Renault shares rose after the company reaffirmed full-year goals including a positive car division operating margin and cash flow.

“We’re on track to achieve the objectives we announced for 2013,” CE Carlos Ghosn said.

A collapse in European car demand has led to crippling price wars and excess capacity, wiping out manufacturers’ profits and in some cases threatening their survival.

Unlike struggling domestic rival PSA Peugeot Citroen, Renault is shielded from the worst of the crisis by its 43.4% stake in Nissan, as well as a timely push into low-cost cars and emerging markets.

Renault shares rose as much as 5.4% to €62.88 and were up 4% at 7.17am GMT.

“There’s been a great deal of uncertainty in the market about whether Renault would confirm its full-year guidance,” London-based Citi analyst Philip Watkins said in a note.

Mr Watkins credited tight discipline on pricing and costs for what he described as “surprisingly strong results from Renault”.

Net income dropped to €39m from €734m, weighed down by €832m in charges, but the car division’s operating margin rose to 2.9% from 2.5%.

The group’s main Renault brand, challenged in recent years by cheaper offerings including its own no-frills Dacia cars, is fighting back to lift pricing with new models such as the latest Clio subcompact and Captur mini-SUV.

The effort helped offset a “difficult environment” in Europe and exchange-rate headwinds in Latin America, chief financial officer Dominique Thormann said.

“We’ve been able to compensate by raising prices,” he said.

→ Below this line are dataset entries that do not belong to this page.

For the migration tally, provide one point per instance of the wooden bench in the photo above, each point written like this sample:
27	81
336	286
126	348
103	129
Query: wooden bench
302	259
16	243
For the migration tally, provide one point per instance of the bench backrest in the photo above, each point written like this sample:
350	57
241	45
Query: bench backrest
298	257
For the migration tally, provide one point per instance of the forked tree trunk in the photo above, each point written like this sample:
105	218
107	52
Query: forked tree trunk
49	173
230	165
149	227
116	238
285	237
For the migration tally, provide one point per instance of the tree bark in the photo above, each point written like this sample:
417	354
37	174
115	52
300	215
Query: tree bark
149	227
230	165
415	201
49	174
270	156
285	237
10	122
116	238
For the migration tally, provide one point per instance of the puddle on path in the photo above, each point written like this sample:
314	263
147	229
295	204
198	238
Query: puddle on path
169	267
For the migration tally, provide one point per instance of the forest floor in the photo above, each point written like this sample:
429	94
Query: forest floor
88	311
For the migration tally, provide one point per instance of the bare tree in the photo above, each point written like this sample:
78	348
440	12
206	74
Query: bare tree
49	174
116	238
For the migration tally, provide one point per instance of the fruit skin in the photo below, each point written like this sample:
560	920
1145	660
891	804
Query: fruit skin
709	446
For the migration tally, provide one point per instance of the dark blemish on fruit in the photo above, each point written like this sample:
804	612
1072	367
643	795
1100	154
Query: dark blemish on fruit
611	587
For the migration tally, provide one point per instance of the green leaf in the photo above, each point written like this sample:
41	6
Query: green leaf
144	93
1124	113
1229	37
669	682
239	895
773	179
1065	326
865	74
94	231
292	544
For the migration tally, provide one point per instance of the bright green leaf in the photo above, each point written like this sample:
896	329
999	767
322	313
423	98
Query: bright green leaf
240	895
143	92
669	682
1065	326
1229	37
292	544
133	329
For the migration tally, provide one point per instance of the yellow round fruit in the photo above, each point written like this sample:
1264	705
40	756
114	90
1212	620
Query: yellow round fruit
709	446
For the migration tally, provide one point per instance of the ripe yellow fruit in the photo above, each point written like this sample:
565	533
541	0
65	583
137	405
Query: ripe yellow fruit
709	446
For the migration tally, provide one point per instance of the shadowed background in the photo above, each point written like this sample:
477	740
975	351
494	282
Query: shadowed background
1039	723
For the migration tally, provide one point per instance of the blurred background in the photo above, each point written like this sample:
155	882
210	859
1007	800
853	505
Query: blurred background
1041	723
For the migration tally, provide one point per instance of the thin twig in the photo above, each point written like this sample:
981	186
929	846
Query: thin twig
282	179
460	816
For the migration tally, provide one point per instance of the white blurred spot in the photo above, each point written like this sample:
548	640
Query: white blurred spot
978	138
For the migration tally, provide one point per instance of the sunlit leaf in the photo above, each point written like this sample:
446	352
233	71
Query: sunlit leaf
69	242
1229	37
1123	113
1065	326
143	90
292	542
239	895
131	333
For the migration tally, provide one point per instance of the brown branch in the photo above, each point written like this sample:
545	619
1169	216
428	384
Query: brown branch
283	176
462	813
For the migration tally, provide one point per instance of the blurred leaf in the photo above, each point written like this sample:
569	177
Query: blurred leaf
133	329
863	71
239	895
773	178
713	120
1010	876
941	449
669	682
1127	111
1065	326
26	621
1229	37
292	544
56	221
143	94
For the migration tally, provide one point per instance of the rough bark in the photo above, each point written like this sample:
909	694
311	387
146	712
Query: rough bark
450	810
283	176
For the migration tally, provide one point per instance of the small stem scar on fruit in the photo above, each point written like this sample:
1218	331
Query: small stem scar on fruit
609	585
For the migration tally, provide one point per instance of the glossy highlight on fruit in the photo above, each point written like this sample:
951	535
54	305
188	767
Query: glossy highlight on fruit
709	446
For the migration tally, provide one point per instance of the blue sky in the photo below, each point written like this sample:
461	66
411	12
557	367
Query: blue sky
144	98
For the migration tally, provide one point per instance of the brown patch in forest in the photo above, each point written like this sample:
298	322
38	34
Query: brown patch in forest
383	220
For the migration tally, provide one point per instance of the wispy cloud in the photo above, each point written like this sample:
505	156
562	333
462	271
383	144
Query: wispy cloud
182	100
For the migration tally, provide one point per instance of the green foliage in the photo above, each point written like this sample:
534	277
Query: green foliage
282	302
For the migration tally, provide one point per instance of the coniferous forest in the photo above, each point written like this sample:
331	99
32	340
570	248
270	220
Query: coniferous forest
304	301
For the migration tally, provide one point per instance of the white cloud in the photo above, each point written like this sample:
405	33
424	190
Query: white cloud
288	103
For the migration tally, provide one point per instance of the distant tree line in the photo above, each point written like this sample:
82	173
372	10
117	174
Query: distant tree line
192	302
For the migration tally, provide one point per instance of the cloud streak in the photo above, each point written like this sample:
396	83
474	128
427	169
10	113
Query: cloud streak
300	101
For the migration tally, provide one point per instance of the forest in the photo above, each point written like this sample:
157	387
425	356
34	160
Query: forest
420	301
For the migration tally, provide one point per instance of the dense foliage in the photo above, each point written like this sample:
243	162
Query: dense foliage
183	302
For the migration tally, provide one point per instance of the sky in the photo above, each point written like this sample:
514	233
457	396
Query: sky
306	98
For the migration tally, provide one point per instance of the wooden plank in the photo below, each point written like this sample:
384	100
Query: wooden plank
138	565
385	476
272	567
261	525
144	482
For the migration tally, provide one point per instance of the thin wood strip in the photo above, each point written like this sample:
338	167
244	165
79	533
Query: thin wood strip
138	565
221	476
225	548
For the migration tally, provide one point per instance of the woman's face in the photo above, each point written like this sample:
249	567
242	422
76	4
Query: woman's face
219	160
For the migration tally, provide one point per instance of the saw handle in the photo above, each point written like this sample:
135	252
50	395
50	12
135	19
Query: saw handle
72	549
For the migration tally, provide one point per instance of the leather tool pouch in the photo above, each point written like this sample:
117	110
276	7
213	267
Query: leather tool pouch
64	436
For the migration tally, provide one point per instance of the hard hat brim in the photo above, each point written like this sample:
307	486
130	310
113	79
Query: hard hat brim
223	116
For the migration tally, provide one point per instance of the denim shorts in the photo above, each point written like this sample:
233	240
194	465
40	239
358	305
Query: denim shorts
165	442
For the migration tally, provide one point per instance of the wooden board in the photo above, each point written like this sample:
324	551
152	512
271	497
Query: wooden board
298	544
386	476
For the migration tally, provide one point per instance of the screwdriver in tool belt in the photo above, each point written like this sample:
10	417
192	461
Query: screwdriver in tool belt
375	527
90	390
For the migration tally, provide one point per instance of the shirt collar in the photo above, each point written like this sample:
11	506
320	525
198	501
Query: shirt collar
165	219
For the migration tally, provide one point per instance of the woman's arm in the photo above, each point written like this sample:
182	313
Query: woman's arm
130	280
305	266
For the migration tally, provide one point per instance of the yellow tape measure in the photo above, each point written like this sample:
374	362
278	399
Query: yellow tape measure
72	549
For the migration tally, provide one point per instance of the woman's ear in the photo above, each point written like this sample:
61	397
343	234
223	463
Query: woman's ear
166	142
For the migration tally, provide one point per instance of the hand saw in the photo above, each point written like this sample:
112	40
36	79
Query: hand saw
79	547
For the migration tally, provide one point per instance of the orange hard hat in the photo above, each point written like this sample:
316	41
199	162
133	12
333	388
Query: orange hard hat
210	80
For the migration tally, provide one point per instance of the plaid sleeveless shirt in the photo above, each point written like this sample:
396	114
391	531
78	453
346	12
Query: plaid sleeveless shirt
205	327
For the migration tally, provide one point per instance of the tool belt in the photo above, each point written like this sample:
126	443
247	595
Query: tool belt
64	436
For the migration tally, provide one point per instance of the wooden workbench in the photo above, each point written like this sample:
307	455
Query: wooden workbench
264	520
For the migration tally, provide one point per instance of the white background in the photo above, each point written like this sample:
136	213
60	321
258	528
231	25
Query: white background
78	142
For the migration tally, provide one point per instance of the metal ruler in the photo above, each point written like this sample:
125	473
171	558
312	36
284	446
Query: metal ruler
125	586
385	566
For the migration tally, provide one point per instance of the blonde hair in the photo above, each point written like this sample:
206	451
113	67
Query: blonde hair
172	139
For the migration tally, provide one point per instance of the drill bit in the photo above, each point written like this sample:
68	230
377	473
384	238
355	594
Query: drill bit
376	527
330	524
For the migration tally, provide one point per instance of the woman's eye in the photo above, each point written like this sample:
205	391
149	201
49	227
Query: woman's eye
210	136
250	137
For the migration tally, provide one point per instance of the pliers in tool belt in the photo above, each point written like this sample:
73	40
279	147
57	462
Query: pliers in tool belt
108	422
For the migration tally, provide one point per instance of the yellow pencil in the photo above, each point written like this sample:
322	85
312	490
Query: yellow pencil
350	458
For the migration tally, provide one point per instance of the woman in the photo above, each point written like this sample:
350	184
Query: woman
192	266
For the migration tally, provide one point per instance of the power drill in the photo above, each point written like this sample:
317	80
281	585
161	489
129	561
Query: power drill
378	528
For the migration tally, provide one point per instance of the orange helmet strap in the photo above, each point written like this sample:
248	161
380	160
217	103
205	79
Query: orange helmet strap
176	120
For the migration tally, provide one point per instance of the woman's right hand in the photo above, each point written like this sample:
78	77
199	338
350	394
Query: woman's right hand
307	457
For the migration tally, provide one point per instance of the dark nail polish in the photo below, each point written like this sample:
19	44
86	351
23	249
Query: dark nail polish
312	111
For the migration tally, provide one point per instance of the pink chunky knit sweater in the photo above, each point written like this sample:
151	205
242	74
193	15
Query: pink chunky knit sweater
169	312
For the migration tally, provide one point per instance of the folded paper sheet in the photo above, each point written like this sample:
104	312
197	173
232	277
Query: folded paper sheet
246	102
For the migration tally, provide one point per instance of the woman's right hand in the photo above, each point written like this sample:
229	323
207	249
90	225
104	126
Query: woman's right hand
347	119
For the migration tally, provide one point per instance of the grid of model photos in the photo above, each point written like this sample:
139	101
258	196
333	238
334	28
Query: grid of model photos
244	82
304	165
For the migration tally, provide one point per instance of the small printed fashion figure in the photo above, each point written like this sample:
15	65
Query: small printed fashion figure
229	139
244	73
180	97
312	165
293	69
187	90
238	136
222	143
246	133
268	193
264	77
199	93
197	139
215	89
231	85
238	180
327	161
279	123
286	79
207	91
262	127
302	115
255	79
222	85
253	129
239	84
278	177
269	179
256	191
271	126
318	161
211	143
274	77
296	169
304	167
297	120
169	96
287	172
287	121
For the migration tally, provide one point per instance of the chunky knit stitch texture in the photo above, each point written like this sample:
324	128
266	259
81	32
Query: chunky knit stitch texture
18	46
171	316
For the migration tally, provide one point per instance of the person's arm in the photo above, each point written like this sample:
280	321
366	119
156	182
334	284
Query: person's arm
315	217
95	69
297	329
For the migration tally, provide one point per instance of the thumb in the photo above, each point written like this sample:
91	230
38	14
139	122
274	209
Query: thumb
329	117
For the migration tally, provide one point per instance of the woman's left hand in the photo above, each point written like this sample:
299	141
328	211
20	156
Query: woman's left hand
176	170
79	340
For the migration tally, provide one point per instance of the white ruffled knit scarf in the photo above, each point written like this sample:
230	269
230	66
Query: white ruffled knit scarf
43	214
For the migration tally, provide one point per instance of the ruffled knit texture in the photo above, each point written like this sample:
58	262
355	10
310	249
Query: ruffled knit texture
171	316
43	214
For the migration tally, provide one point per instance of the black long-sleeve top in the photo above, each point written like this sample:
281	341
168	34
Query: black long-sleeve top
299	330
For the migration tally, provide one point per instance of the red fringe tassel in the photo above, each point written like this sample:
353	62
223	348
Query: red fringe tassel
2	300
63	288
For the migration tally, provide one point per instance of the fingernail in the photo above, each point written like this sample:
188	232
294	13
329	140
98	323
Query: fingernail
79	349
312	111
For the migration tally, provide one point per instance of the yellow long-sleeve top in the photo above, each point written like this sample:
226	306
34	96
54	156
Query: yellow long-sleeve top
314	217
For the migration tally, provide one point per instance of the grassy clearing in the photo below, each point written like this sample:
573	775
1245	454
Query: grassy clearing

Car division earnings almost doubled to €211m or 1.1% of sales, from €116m and a 0.6% margin. Divisional cash-burn was also reduced to €31m from negative cash flow of €207m a year earlier.

US-led sanctions led to a 47% plunge in Iranian sales — to 28,000 semi-assembled vehicles — and were tightened further in June, prompting the €512m write-down.

“This provision corresponds to the value of our assets (in Iran), essentially cash that we can no longer repatriate,” Mr Thormann said. Renault has no manufacturing facilities in the country.

Profit took another dent from the bankruptcy of Better Place, an electric-car infrastructure startup that had ordered 100,000 of the French car maker’s Fluence battery cars.

Renault took an €85m charge to compensate suppliers to the Fluence programme — which also claimed an unspecified share of the additional €142m in write-downs announced for three underperforming vehicles.